While there have been a number of calls for the replacement of the current marking scheme with a rebate scheme, a change of this nature would impact on a wide range of users, would be costly to implement and would, itself, be at risk from fraud. Marked gas oil has a variety of uses including the propulsion of trains, the operation of agricultural, construction and industrial machinery, commercial sea-navigation (including fishing) and commercial and home heating purposes. A change to a rebate system for all users would involve the establishment of an expensive repayments system and place a new administrative burden on oil traders, users and the Revenue Commissioners. It would also impose significant cashflow costs for those currently using marked gas oil. Also, repayment schemes are vulnerable to abuse and the introduction of a wide-ranging scheme such as that proposed would not necessarily offer greater security against fraud than the current arrangements.

It has been suggested recently that huge savings could be made by moving from the current system of marking rebated fuel to one based on making repayments to those users that currently use marked fuel. This seems to be based on the erroneous view that adding the prescribed markers to rebated fuel is exceptionally costly and is borne by the Exchequer. This is not the case; the cost of the markers is negligible and is borne by the industry. The cost to the Exchequer of marked fuel is the tax foregone and an alternative system based on direct repayments to users would not produce any savings for the Exchequer and might be more costly if the incidence of fraud were greater. If the fuel for off-road use was not marked under the new system, it could be diverted easily to road use; if it was marked it could be laundered as at present. It would also be the case that marked fuel from Northern Ireland would continue to be available and could be laundered by fuel criminals based in Border areas.

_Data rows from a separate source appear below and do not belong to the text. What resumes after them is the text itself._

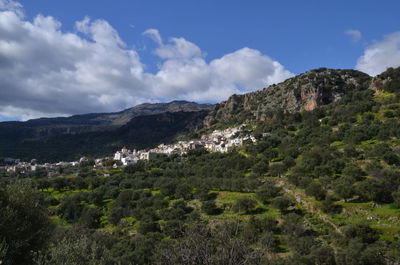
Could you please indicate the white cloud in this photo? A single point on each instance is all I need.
(154, 35)
(249, 69)
(381, 55)
(354, 34)
(47, 72)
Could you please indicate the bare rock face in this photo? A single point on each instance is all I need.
(388, 81)
(303, 92)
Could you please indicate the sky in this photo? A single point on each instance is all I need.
(60, 58)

For these reasons, I am not proposing any change to the existing scheme. I strongly support the current strategy bring implemented by Revenue and am confident that it will succeed with the co-operation and support of the legitimate trade. I am informed by the Revenue Commissioners that the industry has worked very closely with them in developing and implementing their strategy. Revenue regularly reminds motorists and the public generally that, in addition to its impact on the Exchequer and legitimate trade, they should be aware of the risks posed to their vehicles by using laundered fuel and the fact that sourcing fuel in this way is funding criminal activity. The legitimate retail trade can also contribute to closing down this illegitimate trade by providing information on the outlets that are selling laundered diesel. Revenue chairs the Hidden Economy Monitoring Group (HEMG) and has established regional sub-groups of the HEMG to facilitate the reporting of information by traders through their representative associations. Retailers who suspect or have evidence that laundered diesel is being sold in their area should report this through their representative associations to the Revenue. Such reports are treated as confidential and are fully investigated by Revenue.

Question No. 112 answered with Question No. 103.
Question No. 113 answered with Question No. 95.
Question No. 114 answered with Question No. 88.